As previously mentioned I also intend to highlight a concurrent history of care in the community that has run alongside the history of institutionalised madness. According to Bartlett and Wright (1999) in Outside the Walls of the Asylum the focus of the total asylum, as derived by Erving Goffman but attributed by critics to others such as Foucault and Scull, may have been misplaced. Approximately 40-50% of patients admitted to asylums in the nineteenth century stayed 12 months or less. Of those who left the asylum, only 1 in 5 were ever re-admitted, and admission notes from the time suggest that for a large number the causes of admission had been exhibited for months if not years before actual confinement took place, which suggests they were being cared for elsewhere. This does not take into account those (who we may argue might have been admitted but were) never admitted, for what ever reason. Bartlett and Wright (1999) argue that although asylums became an increasingly important option open to communities, they did not replace the family as the central locus of care for the insane.
The main thrust of this thesis starts for most intents and purposes at the beginning of the 19th century Britain, when a history of asylums in England and Wales that leads to a separate and distinct locus of care in the community began. Porter (2002) argues that Foucault’s ‘great confinement’ may have been true of a France under the absolute rule of Louis XIV, resulting there in troublesome people being locked in institutions not as a therapeutic measure but rather as a police measure – a result that debased madness itself, however this ‘great confinement was by no means true of the rest of Europe. Porter (2002) goes on to claim that ‘there is little evidence that Parliament or the propertied classes saw ‘unreason’ as a dire threat.’ (Porter 2002, 95) he continues ‘the use of the asylum is better seen not as an act of state but as a side effect of commercial and professional society’ (Porter 2002, 95) (Can this be seen as a Weberian/ Habermasian argument?). According to Porter a growing surplus wealth encouraged the affluent to buy services once provided at home, for example the use of private madhouses, the ‘trade in lunacy’, the keepers of which argued persuasively that seclusion was therapeutic. These private madhouses became forcing houses for the development of psychiatry as an art and science: “the asylum was not instituted for the practice of psychiatry; psychiatry rather was the practice developed to manage its inmates.’ (Porter 2002, 100)

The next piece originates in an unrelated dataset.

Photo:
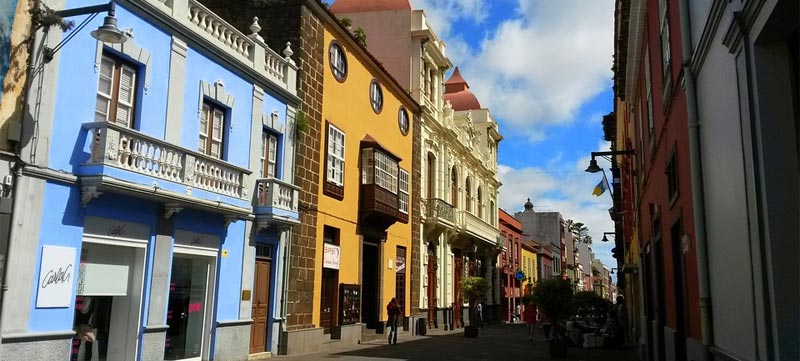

I shall also be looking at the DSM (the diagnostics by which medical practitioners diagnose and label mental illnesses) are used, specifically what this means for Deleuze’s conception of a society of control. Is there an aspect of this whereby the pathologisation of forms of rationality, especially through the behaviourist model, means that the exile within the community comes about through a disciplining of rationality? Is this indicative of a society of control? What of resistance? How have discourses counter to the dominant model fared? Has care in the community led to the possibility of a return of these counter-discourses, or will this just lead to other forms of domination justifying Foucault’s cynicism towards ‘humanism?’
Scull argues that there are three analytically distinct but empirically closely interconnected features that distinguish deviance and its control in modern society that he closely identifies with the development of capitalism: firstly, the substantial involvement of the state, the emergence of a rationalised and centrally administered and directed social control apparatuses, this can be the growth of the asylum as recognised by Foucault. Scull’s second feature is the treatment of many types of deviance in institutions that help segregate the deviants from the surrounding community, thirdly there is the careful differentiation of different types of deviance and their subsequent consignment to the ministrations of a variety of ‘experts’ (Scull 1984, 15). Is care in the community within a society of control such that with the tightening of the first and third features the second feature becomes superfluous, or does it still exist but in a psychic rather than physical form?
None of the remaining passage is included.